We applaud the President for his leadership on this critical issue.

To learn more about the new federal flood standard and implementation guidelines (currently available for public comment), visit: whitehouse.gov.

Live from the National Hurricane Center – Tackling the Prep Paradox

If everything goes as planned, I’ll be at the National Hurricane Center in Miami tomorrow for a Satellite Media Tour with Director Dr. Rick Knabb. We’ll connect live with television, radio and online reporters, editors, correspondents and anchors through satellite link-ups. And they will, in turn, remind their audiences about the need to get ready now for flooding, high winds, hurricanes, and storm surge. We’ll be starting our 20 or so interviews before sunrise, including several segments with The Weather Channel. The “Tour” will last for about four hours.
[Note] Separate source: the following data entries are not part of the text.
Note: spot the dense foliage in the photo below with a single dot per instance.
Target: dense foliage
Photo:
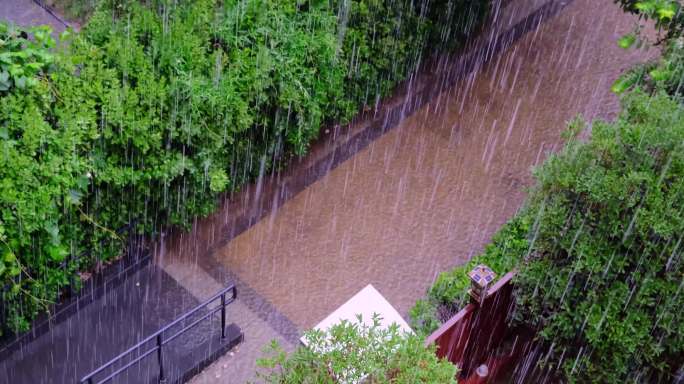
(355, 352)
(158, 107)
(449, 292)
(604, 277)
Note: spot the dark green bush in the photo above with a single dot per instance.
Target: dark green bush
(449, 293)
(43, 175)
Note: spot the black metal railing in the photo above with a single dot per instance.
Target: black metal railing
(161, 340)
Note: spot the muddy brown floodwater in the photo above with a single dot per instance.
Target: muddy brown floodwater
(429, 194)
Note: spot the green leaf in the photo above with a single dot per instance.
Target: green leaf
(74, 196)
(667, 11)
(8, 257)
(20, 82)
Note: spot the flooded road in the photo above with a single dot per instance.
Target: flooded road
(430, 193)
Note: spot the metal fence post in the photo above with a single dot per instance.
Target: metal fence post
(223, 316)
(162, 379)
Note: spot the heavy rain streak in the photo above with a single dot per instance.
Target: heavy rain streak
(341, 191)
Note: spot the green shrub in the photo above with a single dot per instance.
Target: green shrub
(603, 282)
(349, 352)
(155, 109)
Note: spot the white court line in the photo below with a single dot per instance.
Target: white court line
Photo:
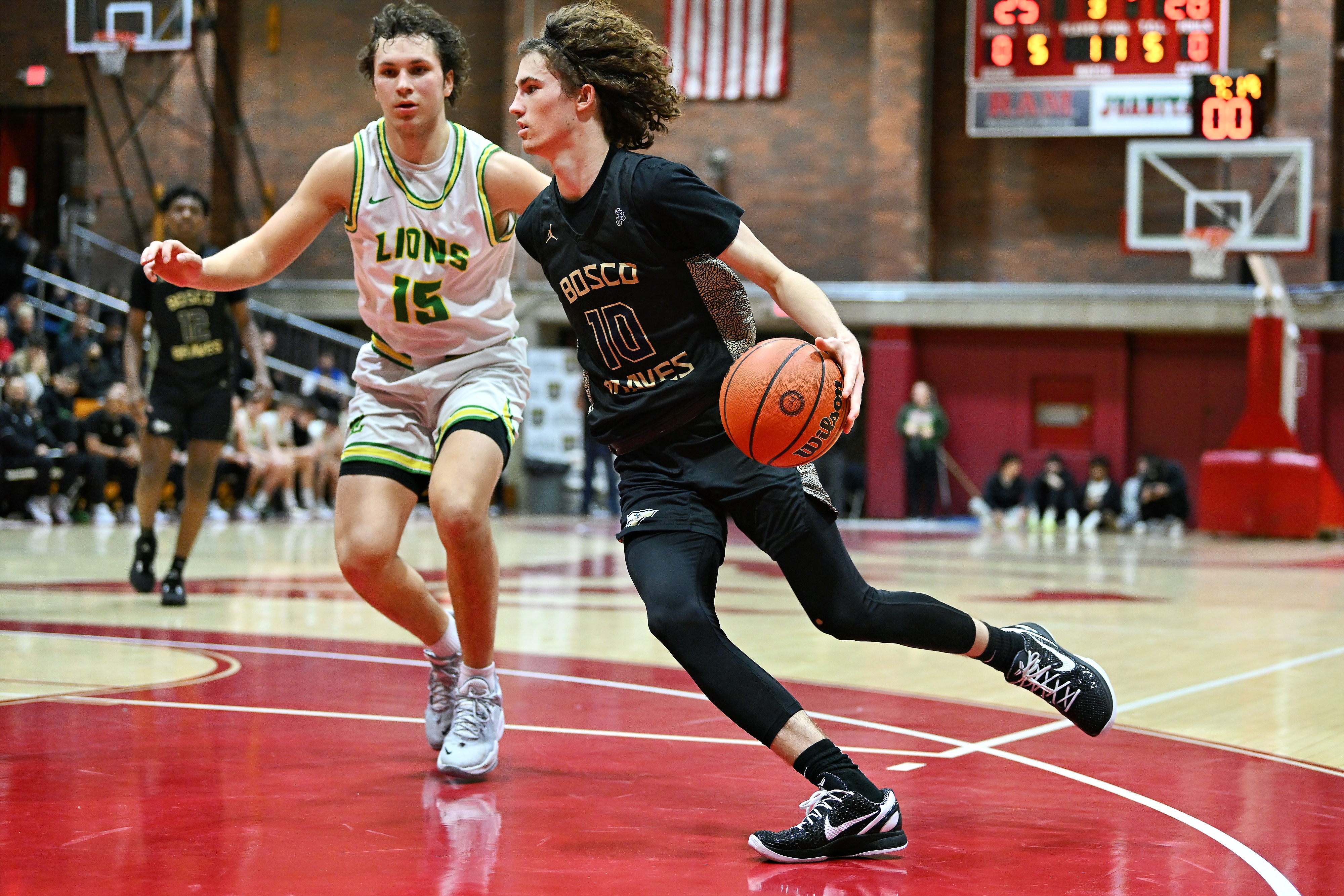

We use media tours when the weather is quiet as they are a good way to get the public’s attention, but tomorrow should be even more effective because of the recent active tropical weather. Storms like BERTHA, ISELLE, and JULIO get the public’s attention because they showcase a pattern that plays out the same way each time. Those in the expected strike zone, (last week it was Hawaii), join in the frenzied, last-minute rush to the grocery and hardware stores to secure basic necessities while the rest of the world watches to see if they get hit by the hurricane.

This is the paradox that those of us in the disaster safety movement live with: we enjoy people’s rapt attention when storms brew, but often the public focus comes just as the window closes on the opportunity to mitigate storm effects. By the time they believe it can happen to them, it’s often too late to act on beneficial protections like flood insurance.

Somehow, many still don’t realize that nearly all homeowners insurance excludes flood damage, and that flood insurance must be in place 30 days before an incident. Even with our modern hurricane forecasting skills, we do not get a month of lead time before a specific landfall.

I’ve been thinking about this ongoing contradiction. Having people’s attention during a storm or impending disaster can save lives if they heed our program messages such as “Turn Around, Don’t Drown.” However, if they only focus on disaster preparation when trouble is impending, they are likely to suffer unnecessarily.

We know this because for more than three decades, in storm after storm, people have shared their regrets with us after the fact. They regret that lack of planning caused fear and stress for their kids. They regret scrambling for scarce supplies because of procrastination. As they clean up their water-logged homes, they regret that they missed out on simple home protection preps like boarding up, caulking windows, cleaning gutters, trimming overhanging limbs or even changing water runoff patterns in the yard.

They remember for years about how miserable it was to endure a power outage without basics like ice, water, or even peanut butter and jelly, never mind a generator or adequate fuel to run it. And they are surprised and frustrated when they lose power even though they were well outside the storm-impacted area. These regrets are compounded with health and welfare problems when the power goes out in extreme heat like Miami after Hurricane Andrew or winter cold like the Northeast after Superstorm Sandy.

We will never miss an opportunity to leverage the public’s attention with safety and prevention messages when we battle complacency directly ahead of a hurricane. But while the weather is peaceful, we will “tour” via satellite hoping to inspire and quoting Ben Franklin along the way, “By failing to prepare, you are preparing to fail.”